Certainly, the physical environments of baby girls and boys are not identical. Without doubt, your typical baby girl has a lot more pink in her life, and a baby boy a great deal more blue. And they may also have different levels of exposure to dolls and trucks at even a very tender age. Alison Nash and Rosemary Krawczyk inventoried the toys of more than 200 children in New York and Minnesota. They found that even among six- to twelve-month-old infants, the youngest age group they studied, boys had more ‘toys of the world’ (like transportation vehicles and machines) while girls had more ‘toys of the home’ (like dolls and housekeeping toys).6
We can also justifiably wonder whether baby boys’ and girls’ psychological environments are the same.

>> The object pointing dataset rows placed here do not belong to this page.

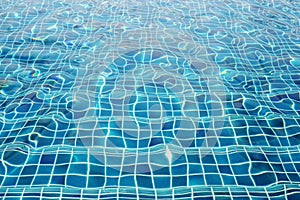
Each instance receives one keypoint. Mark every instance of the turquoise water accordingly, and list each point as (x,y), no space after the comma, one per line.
(150,99)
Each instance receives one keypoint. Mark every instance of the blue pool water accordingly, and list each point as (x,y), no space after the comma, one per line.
(150,99)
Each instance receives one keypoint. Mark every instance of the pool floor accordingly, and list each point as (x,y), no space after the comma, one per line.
(150,99)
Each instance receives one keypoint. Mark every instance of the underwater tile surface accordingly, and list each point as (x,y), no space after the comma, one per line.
(150,99)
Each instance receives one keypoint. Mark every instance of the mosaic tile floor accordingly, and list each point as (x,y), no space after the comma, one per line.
(150,99)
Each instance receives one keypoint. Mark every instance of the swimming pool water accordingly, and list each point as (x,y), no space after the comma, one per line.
(150,99)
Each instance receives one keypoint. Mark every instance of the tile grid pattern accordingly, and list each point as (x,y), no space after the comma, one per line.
(66,76)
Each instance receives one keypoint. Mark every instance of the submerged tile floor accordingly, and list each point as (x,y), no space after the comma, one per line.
(150,100)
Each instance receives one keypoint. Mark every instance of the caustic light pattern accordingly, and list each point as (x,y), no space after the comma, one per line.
(149,99)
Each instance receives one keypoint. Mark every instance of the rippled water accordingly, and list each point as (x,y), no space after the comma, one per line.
(150,99)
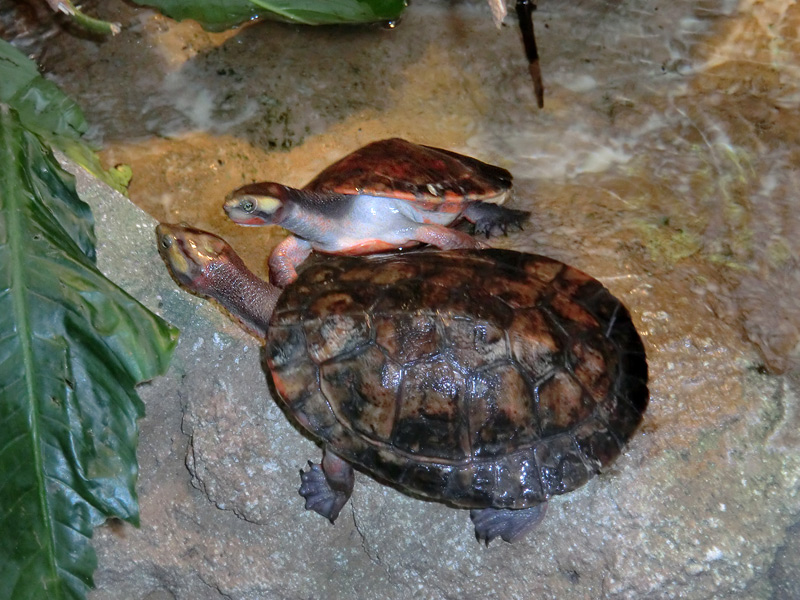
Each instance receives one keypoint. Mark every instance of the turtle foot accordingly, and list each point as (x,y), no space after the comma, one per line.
(327,487)
(506,523)
(489,219)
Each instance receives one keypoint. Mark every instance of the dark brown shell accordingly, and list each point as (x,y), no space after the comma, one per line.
(400,169)
(477,378)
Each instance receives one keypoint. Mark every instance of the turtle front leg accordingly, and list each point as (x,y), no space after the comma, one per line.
(284,260)
(327,487)
(488,217)
(445,238)
(509,524)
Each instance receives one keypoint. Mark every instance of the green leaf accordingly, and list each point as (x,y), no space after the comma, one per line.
(44,109)
(221,14)
(72,348)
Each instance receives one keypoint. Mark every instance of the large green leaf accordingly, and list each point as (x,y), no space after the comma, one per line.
(221,14)
(46,110)
(72,348)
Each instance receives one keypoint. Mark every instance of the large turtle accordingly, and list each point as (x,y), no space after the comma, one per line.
(385,195)
(489,380)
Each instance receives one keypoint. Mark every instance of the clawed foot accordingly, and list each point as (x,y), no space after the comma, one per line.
(506,523)
(501,222)
(319,495)
(327,487)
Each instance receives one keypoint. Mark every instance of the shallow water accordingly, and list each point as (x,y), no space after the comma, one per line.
(665,163)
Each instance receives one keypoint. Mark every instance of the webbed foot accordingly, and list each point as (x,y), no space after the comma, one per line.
(327,487)
(506,523)
(489,219)
(284,259)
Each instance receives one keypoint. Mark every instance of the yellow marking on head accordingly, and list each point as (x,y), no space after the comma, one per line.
(267,204)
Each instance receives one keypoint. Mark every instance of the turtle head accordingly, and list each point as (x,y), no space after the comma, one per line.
(205,265)
(257,203)
(191,255)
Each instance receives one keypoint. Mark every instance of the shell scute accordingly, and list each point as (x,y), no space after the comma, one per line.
(363,391)
(336,334)
(407,337)
(427,420)
(562,403)
(502,411)
(474,344)
(533,343)
(561,467)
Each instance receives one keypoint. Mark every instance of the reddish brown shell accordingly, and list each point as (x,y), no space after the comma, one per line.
(400,169)
(477,378)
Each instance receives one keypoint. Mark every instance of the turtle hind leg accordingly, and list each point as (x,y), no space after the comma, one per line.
(327,487)
(509,524)
(488,218)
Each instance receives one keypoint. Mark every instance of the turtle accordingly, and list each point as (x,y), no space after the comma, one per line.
(388,194)
(488,380)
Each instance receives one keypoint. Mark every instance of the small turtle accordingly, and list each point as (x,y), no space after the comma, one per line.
(488,380)
(388,194)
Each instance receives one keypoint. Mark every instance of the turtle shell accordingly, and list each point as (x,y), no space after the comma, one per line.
(400,169)
(484,378)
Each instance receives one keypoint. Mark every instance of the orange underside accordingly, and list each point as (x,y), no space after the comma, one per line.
(370,247)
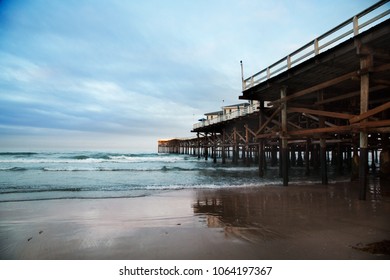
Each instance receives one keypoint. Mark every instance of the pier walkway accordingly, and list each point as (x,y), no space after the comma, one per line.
(328,100)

Psychologists often find that parents treat baby girls and boys differently, despite an absence of any discernible differences in the babies’ behaviour or abilities. One study, for example, found that mothers conversed and interacted more with girl babies and young toddlers, even when they were as young as six months old.7 This was despite the fact that boys were no less responsive to their mother’s speech and were no more likely to leave their mother’s side. As the authors suggest, this may help girls learn the higher level of social interaction expected of them, and boys the greater independence. Mothers are also more sensitive to changes in facial expressions of happiness when an unfamiliar six-month-old baby is labelled as a girl rather than a boy, suggesting that their gendered expectations affect their perception of babies’ emotions.8 Gendered expectations also seem to bias mothers’ perception of their infants’ physical abilities. Mothers were shown an adjustable slop
ing walkway, and asked to estimate the steepness of slope their crawling eleven-month-old child could manage and would attempt. Girls and boys differed in neither crawling ability nor risk taking when it came to testing them on the walkway. But mothers underestimated girls and over-estimated boys – both in crawling ability and crawling attempts – meaning that in the real world they might often wrongly think their daughters incapable of performing or attempting some motor feats, and equally erroneously think their sons capable of others.9 As infants reach the toddler and preschool years, researchers find that mothers talk more to girls than to boys, and that they talk about emotions differently to the two sexes – and in a way that’s consistent with (and sometimes helps to create the truth of) the stereotyped belief that females are the emotion experts.10
It seems, then, that gender stereotypes, even if perhaps only implicitly held, affect parents’ behaviour towards their babies. This is hardly surprising. Implicit associations don’t, after all, remain carefully locked away in the unconscious. They can play an important part in behaviour and may tend to leak out when we aren’t thinking too much, or can’t think too much, about what we are doing – perhaps in our tone of voice, or body language. Implicit attitudes can also take the upper hand when it comes to our behaviour when we are distracted, tired or under pressure of time (conditions that, from personal experience, I would estimate are fulfilled about 99 percent of the time while parenting).11 Is it possible that parents’ implicit attitudes about gender might be subtly transmitted to their children?